Colgate to Eliminate About 3,000 Jobs
Colgate to Eliminate About 3,000 Jobs
STEVEN P. ROSENFELD
Sep. 20, 1995
NEW YORK (AP) _ Colgate-Palmolive Co. said today it will eliminate 3,000 jobs, or about 8.5 percent of its worldwide workforce, and expects earnings will be reduced by the economic woes in Mexico _ a major market for its consumer products.
In addition, Colgate said the cuts will result in an aftertax charge against earnings of $369 million, or $2.54 a share, in the third quarter, resulting in a loss for the period.
Following the announcement, Colgate stock tumbled almost 9 percent and was down $6.37 1/2 at $65.37 1/2 a share in early trading today on the New York Stock Exchange.
During the next two years, Colgate will close or significantly change operations in 24 of its 112 factories and eliminate about 3,000 jobs from its workforce of about 36,000, said Reuben Mark, chairman and chief executive.
Savings from the restructuring are expected to begin in the second half of 1996, with significantly growth in savings in 1997 and beyond, Mark said in a statement announcing the changes.
``These increases will benefit the company's profit growth, and provide funds necessary for increased new product activity, advertising and global geographic expansion,'' he said.
``These are not easy decisions as they affect so many valued Colgate people, but we believe they are in the best longterm interest of all our stakeholders, including employees, stockholders and customers,'' he said.
Colgate said it will provide benefit and severance packages and arrange for job counseling and employee assistance.
Colgate-Palmolive is known for toothpaste and other products for personal care, the home and pet care. Its brands include Colgate, Palmolive, Mennen, Ajax, Fab, Soupline, Suavitel, and Hill's Science Diet and Hill's Prescription Diet pet foods.
About three-fourths of the restructuring will occur in North America and Europe. Cuts also will affect some Latin American operations.

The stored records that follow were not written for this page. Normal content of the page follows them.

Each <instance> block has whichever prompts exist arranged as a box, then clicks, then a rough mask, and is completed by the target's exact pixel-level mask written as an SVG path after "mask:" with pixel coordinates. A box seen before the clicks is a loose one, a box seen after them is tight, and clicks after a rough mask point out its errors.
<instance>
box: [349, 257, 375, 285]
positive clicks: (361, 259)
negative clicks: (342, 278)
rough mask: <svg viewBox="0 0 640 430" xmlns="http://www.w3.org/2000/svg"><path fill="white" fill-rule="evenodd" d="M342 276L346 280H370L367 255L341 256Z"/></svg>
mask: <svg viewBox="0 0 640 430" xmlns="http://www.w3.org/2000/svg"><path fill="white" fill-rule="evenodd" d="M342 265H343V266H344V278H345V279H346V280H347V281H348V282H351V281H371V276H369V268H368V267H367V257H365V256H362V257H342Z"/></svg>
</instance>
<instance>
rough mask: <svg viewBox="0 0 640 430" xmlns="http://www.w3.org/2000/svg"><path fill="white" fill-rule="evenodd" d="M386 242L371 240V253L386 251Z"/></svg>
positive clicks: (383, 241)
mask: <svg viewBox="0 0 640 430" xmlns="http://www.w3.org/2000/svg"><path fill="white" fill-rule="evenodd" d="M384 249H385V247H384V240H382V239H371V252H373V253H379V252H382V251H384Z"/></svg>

Colgate did not disclose all of its proposed cuts, saying it wanted to discuss them first with employees. But it provided these examples of the actions it intends:
_Closing of Colgate's factory in Hamburg, Germany, and consolidation of production with focused factories _ those with just one category of products _ in other countries. The production of dental care products would be consolidated with Colgate operations in Britain, soap in Italy and household products in France.
_Acceleration of the move in the United States to one-category factories. Liquid dishwashing detergent products manufactured at the Jeffersonville, Ind., plant would go to one of the company's liquids facilities, and powder detergents would be contracted out to a manufacturer, leaving Jeffersonville to focus on toothpaste.
_Consolidation of several manufacturing facilities within trade zones in Latin America.
_Continuation of the consolidation and modernization of Mexican manufacturing and support operations.
_Consolidation of a variety of administrative functions in Europe and at corporate headquarters.
A restructuring charge that would reduce earnings by $369 million, or $2.54 a share, in the third quarter would be enough to offset more than twice the company's profit of the same period a year ago, when Colgate earned $151 million, or $1 a share.
In addition, the company said Mexican operations are dragging down third-quarter earnings, which will be reported next month.
It said results are expected ``to show excellent momentum outside of Mexico, with worldwide sales up approximately 10 percent ...''
But Colgate predicted it would earn 76 cents to 79 cents a share before the restructuring charge in the third quarter, falling short of the consensus of $1 a share as reported by Zacks Investment Research, which tracks industry analysts.
In the fourth quarter, Colgate said it expects earnings from operations, or before restructuring charges, in the range of 81 cents to 84 cents a share compared with analysts' expectations of 94 cents.
It said it expects earnings of $3.57 to $3.60 a share for all of 1995, compared with a consensus forecast of $3.95 a share.
A year ago, it had fourth-quarter earnings of $137.1 million, or 91 cents a share, and full-year profit of $580.2 million, or $3.82 a share.
``The primary reason for lowering our expectations is Mexico, where recession has worsened as the year progressed, reducing employment and real wages to the point that the consumer categories in which we compete have shrunk significantly,'' Mark said.